Houle has spoken often about his experience, crediting God, his fellow first responders and the doctors and nurses who treated him that night for saving his life, in what can only be described as a miraculous recovery considering his injuries were so severe.
“I truly, honestly believed that was it. I closed my eyes and I saw my wife and two boys. It was like I could reach out and touch them,” Houle told the Kernersville News during a May 2021 interview. “If there’s a person out there that has a doubt about God, about prayer, read about me. God definitely had His hand on me that night.”
Houle continued.
“Everyone, Forsyth County EMS, the Forsyth County Sheriff’s Office, the officers I work with on my squad and the dispatcher, they basically had to be perfect that night and they were. They responded with urgency and in record time. They got me to the hospital where the doctors could treat me,” Houle said. “It had to be perfect. God made us all human. We’re not perfect, but that night, He had his hand on me and everyone else to do their jobs and work on me perfectly.”

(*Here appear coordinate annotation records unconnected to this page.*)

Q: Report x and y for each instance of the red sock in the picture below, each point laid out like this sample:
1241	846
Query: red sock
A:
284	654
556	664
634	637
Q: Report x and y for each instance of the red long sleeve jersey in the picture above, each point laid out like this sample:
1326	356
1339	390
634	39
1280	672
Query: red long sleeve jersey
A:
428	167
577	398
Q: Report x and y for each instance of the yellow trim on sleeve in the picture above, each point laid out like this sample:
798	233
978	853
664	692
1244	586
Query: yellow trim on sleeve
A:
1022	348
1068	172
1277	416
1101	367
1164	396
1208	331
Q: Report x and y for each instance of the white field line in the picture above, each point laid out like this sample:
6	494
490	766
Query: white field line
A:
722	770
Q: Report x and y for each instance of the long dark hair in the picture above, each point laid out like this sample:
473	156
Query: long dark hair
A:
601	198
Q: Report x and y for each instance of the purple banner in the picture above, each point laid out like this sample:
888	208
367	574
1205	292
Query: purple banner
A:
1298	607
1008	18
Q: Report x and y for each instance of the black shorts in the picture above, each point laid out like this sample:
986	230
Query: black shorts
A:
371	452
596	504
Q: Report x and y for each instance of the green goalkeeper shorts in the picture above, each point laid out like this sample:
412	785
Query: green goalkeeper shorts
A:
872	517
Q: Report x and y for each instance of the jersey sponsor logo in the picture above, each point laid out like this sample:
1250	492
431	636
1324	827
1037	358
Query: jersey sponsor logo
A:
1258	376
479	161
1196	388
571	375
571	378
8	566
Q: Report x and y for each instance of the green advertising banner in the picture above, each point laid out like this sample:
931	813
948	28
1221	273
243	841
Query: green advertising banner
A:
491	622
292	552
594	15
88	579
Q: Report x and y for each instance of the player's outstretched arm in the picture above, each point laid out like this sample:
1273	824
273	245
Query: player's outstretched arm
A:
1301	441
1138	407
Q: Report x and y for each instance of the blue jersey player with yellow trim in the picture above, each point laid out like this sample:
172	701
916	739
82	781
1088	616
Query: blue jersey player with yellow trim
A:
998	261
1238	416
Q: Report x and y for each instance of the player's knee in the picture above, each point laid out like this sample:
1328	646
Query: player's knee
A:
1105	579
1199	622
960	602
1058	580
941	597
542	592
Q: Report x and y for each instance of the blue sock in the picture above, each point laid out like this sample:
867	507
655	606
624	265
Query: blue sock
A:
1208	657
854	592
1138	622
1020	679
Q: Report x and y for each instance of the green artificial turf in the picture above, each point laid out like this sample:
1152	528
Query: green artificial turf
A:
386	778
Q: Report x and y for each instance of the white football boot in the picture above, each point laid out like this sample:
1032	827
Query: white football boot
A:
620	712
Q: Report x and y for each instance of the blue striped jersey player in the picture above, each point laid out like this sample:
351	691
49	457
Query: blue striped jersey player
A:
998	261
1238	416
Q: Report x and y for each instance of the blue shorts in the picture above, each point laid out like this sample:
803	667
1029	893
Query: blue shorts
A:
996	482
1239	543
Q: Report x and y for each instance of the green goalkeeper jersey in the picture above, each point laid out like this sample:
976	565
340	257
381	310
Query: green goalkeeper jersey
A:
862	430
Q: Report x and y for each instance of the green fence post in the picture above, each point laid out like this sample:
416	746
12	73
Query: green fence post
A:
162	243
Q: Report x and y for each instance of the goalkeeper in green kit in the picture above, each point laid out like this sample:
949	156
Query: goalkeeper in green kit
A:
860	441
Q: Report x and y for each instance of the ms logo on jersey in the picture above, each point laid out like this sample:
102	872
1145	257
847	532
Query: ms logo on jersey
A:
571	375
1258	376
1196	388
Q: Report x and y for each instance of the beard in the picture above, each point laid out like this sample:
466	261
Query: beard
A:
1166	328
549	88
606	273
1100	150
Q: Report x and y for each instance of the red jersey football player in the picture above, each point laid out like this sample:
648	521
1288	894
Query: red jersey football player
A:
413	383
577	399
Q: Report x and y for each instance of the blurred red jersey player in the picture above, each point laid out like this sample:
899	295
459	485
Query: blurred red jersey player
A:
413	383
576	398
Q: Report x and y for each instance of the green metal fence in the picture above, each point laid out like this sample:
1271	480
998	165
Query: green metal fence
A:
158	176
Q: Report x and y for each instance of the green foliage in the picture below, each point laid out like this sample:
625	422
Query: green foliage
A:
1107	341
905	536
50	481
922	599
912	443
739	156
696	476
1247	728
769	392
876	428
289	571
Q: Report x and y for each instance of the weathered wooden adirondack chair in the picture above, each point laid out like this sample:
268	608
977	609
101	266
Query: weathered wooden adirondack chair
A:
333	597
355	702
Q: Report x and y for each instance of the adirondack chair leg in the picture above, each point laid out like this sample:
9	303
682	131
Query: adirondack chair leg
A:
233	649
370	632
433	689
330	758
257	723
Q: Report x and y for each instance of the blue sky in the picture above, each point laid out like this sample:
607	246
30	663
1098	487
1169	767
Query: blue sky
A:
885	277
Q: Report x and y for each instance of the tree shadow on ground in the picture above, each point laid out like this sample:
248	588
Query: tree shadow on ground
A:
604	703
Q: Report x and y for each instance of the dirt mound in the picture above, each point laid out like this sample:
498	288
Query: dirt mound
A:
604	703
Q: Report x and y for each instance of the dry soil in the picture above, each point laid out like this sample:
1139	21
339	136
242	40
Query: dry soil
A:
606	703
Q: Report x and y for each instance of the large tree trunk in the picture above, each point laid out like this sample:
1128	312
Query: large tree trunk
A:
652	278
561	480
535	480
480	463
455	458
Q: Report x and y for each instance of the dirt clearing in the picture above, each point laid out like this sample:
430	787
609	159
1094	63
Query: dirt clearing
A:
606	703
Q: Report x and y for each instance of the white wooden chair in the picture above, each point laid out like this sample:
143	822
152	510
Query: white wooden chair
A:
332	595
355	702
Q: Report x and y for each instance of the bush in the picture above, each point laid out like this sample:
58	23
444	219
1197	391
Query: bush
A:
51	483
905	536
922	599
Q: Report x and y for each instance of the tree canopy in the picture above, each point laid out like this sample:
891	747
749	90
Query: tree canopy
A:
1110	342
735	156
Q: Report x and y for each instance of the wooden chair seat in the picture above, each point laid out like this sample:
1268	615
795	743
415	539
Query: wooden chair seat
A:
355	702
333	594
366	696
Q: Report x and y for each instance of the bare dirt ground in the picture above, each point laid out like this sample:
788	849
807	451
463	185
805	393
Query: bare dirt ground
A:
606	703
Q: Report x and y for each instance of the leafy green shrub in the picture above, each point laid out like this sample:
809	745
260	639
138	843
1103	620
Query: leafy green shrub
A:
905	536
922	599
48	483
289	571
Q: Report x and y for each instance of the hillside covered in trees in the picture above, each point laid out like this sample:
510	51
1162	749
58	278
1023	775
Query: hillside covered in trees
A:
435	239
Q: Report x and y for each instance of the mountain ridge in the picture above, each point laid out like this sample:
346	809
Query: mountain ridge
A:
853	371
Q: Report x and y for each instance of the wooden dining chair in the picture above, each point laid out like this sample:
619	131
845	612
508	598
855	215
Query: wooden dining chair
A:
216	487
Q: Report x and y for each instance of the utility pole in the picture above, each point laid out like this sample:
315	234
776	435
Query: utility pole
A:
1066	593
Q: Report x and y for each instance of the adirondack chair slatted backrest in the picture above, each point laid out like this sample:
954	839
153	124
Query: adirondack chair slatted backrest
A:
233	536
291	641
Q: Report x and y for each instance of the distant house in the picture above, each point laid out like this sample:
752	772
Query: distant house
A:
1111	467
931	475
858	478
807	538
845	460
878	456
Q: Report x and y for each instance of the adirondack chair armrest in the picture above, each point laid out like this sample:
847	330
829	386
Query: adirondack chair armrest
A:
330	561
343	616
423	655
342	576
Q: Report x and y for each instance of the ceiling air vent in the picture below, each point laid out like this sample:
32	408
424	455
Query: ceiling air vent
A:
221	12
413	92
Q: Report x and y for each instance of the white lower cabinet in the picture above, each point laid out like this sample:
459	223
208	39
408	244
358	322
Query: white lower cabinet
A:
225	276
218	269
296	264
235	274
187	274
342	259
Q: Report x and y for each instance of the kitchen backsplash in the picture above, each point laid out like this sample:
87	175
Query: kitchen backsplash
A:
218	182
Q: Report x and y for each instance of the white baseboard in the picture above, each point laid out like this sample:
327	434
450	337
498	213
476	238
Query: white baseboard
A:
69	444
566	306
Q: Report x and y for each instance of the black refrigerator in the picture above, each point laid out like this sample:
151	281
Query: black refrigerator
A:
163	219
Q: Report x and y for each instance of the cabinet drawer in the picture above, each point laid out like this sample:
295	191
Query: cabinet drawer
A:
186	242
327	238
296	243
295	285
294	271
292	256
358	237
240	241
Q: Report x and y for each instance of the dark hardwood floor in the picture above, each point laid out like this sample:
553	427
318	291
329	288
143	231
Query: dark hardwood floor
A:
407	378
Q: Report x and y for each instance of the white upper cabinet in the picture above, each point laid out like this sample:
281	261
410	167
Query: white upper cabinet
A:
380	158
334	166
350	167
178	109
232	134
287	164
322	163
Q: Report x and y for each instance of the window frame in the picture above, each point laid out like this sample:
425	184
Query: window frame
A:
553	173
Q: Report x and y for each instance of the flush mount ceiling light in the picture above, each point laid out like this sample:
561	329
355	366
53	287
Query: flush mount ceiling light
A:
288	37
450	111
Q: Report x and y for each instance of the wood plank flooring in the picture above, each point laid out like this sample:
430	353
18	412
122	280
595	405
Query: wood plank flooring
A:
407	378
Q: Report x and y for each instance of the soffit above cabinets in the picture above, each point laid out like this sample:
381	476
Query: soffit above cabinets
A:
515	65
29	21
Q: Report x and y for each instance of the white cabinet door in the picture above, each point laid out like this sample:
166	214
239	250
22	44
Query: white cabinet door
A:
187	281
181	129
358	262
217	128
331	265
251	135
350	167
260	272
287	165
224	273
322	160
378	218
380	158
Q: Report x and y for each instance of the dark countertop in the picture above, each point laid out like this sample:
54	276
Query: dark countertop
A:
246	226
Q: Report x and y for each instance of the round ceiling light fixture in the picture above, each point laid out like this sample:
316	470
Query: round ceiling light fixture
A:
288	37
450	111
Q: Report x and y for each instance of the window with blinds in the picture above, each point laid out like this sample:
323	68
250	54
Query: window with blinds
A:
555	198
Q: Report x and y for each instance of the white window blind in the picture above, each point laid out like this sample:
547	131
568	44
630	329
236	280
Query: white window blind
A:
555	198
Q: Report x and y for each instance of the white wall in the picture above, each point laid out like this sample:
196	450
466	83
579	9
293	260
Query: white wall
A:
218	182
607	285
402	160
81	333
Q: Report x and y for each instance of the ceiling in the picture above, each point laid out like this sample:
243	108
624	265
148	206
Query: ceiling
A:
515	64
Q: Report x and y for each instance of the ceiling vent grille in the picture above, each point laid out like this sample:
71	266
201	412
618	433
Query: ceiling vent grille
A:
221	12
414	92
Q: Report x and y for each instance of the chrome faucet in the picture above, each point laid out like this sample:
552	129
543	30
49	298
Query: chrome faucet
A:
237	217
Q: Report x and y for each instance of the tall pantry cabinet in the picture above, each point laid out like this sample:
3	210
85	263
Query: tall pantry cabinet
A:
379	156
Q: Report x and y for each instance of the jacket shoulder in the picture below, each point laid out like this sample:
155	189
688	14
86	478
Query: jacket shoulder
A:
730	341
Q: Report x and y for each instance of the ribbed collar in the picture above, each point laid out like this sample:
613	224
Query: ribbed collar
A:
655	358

According to the Running 4 Heroes website, the organization “started with a kid, an appreciation for our First Responders, and a mission to raise awareness and funds for those fallen in the line of duty.”
“Zechariah Cartledge was born with the gift of running. He was raised with an appreciation for First Responders and all they do for the community. As he grew older, Zechariah decided to help the families of our fallen First Responders in a meaningful way. Encouraged by the mission and vision of the Tunnel to Towers Foundation, Zechariah began his journey raising funds for those families by running,” the website notes. “In 2019, Running 4 Heroes officially became a non-profit 501(c)(3). Zechariah runs one mile for every First Responder who makes the ultimate sacrifice in the line of duty. He wants to honor those who gave up their life so we may live in a better world.”
With Houle’s grant award, Running 4 Heroes stated that the organization has now been able to award $277,500 in funding to a combined 32 heroes who have been injured in the line of duty since January 2020.
Running 4 Heroes also posted that Zechariah, 13, and his father, Chad Cartledge, CEO of the organization, will be in North Carolina in early June to present Houle with his grant award. They are also working closely with the KPD on coordinating a location where Zechariah can do a one-mile run in support of North Carolina first responders.
“We are excited to return to North Carolina, and we ask everyone to continue to keep the recovery of Officer Houle in your thoughts and prayers,” Running 4 Heroes concluded.